# RE: New Fishing Club



## pirc12 (Apr 15, 2012)

*RE: New Fishing Club*

New club meeting is tonight April 30th!!!!!


----------



## Boatjob1 (Oct 2, 2007)

That's an interesting place to have it.... Good luck, and tight lines. TB


----------



## fisheye48 (Sep 28, 2007)

do i have to use the secret knock/password? 

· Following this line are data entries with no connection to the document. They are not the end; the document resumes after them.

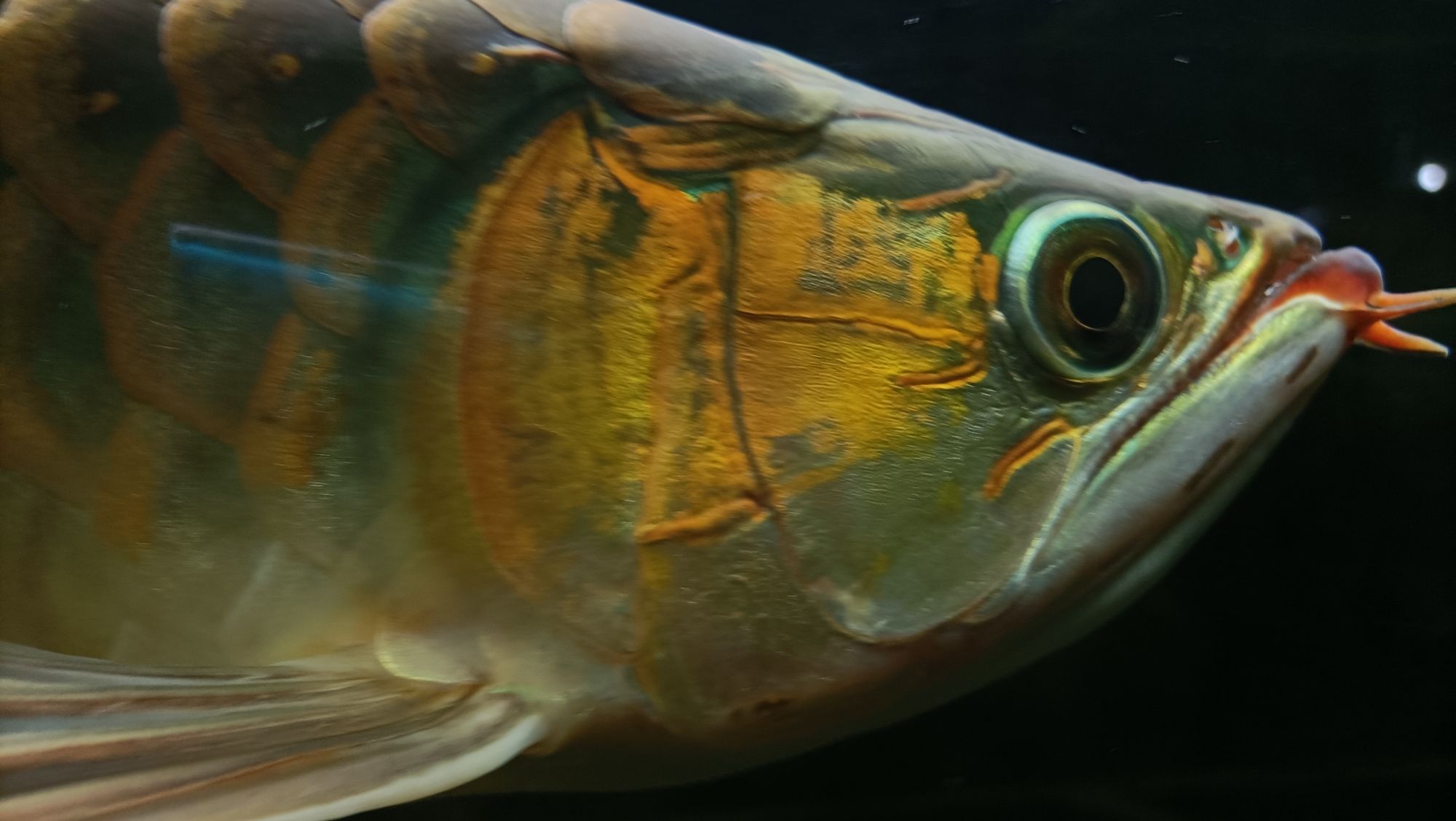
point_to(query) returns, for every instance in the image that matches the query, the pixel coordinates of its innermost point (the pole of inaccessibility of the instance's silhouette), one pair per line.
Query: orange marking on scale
(957, 376)
(975, 190)
(1023, 453)
(707, 523)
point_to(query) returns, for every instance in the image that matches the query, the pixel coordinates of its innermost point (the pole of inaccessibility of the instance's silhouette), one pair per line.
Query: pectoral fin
(87, 739)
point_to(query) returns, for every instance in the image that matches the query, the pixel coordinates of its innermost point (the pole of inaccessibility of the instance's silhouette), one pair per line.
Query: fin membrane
(87, 739)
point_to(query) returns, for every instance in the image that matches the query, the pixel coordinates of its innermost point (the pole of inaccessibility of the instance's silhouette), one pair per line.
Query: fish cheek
(1192, 448)
(901, 509)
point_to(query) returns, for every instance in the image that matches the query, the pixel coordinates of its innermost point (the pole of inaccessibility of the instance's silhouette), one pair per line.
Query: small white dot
(1432, 177)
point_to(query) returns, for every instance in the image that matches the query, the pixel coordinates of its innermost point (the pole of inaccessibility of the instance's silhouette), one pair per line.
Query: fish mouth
(1350, 283)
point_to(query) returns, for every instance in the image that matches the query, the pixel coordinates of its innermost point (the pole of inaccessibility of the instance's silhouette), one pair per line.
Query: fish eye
(1083, 285)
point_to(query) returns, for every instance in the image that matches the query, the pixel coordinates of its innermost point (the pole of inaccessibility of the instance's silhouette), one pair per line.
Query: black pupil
(1096, 293)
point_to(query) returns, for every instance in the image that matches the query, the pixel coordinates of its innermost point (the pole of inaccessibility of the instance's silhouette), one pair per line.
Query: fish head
(1131, 352)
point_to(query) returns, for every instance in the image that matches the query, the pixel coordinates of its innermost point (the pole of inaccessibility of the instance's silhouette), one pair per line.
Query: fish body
(558, 395)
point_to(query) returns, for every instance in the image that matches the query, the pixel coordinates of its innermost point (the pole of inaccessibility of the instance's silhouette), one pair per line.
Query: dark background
(1299, 663)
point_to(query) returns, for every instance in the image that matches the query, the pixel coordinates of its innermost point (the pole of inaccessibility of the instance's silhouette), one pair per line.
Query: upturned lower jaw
(1350, 282)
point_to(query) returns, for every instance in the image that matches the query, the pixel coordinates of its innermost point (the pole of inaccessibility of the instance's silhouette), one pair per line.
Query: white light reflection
(1432, 177)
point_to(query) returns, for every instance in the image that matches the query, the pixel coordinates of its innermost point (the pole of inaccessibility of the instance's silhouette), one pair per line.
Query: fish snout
(1350, 282)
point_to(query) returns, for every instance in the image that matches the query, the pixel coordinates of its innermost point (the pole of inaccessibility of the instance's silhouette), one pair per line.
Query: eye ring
(1055, 255)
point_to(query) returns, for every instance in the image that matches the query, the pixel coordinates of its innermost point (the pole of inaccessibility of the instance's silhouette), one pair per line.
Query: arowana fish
(550, 394)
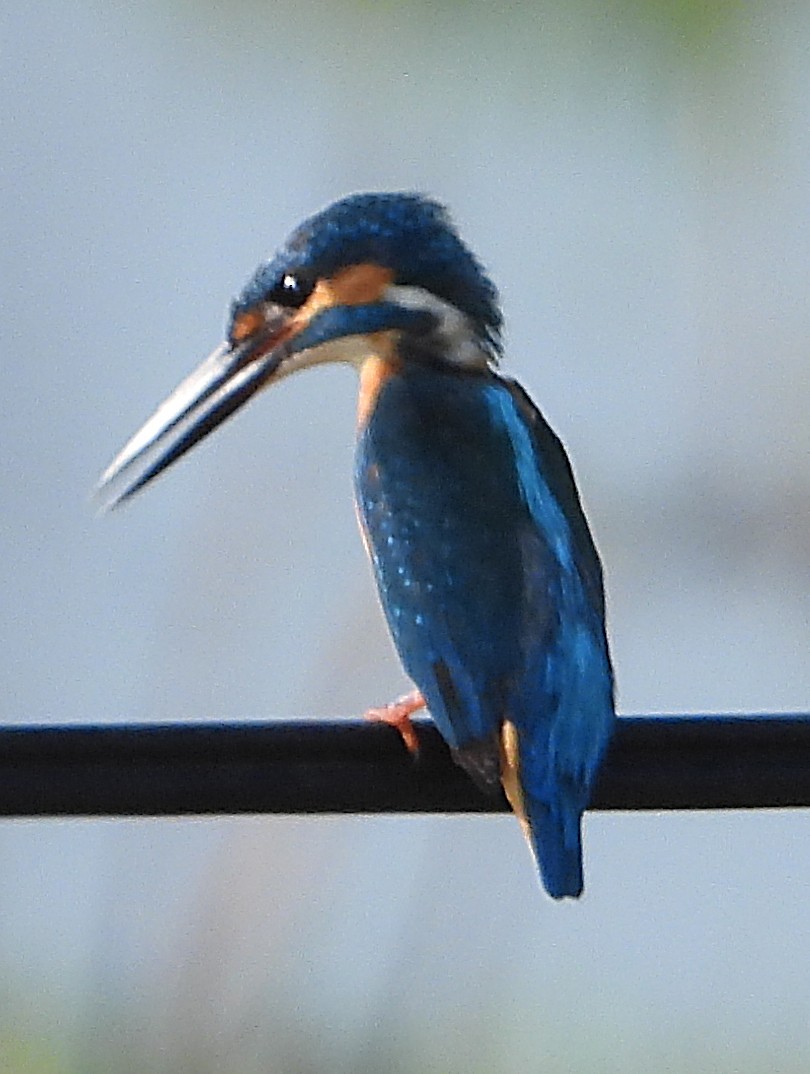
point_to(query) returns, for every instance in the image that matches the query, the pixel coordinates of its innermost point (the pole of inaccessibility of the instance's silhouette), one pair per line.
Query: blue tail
(558, 846)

little helpful hint about your club. DETAILS!!!!! nobody knows where to go, what time, if they can get a membership or anything. if you want this to grow or be anything other that an waste of time and money you need to inform people and not let them guess!:no:


----------



## drifterfisher (Oct 9, 2009)

Where?
Time?
Or is this one of those things where you already know who will be there?


----------



## pirc12 (Apr 15, 2012)

Place: DeFrance Indoor Flea Market
230 Eglin Pkwy SE
Fort Walton Beach Florida

6:30p Tonight we are going to try and have a tournament Sat.
Any Question about club I can be reached at 850-865-1199 Shannon


----------



## pirc12 (Apr 15, 2012)

I know you have looked at and replied to all my posts so you know when and where and why would I be posting a new club if we were'nt looking for new members?


----------



## pirc12 (Apr 15, 2012)

The last message I posted was to Fisheye48!


----------



## fisheye48 (Sep 28, 2007)

pirc12 said:


> The last message I posted was to Fisheye48!


Must be on my computer after I go to bed at night. I didn't see where you posted a time or place last I saw you had one for MAY 30th not April 30th. Also make sure you keep track of your lies one post you had membership at $40 then another it was $25 so which is it. And people ask questions since this I a forum might be to your benefit to try and anwser them if you want people to come fish for a peice of wood and metal after burning twice what that plaque is worth. Good luck finding members


----------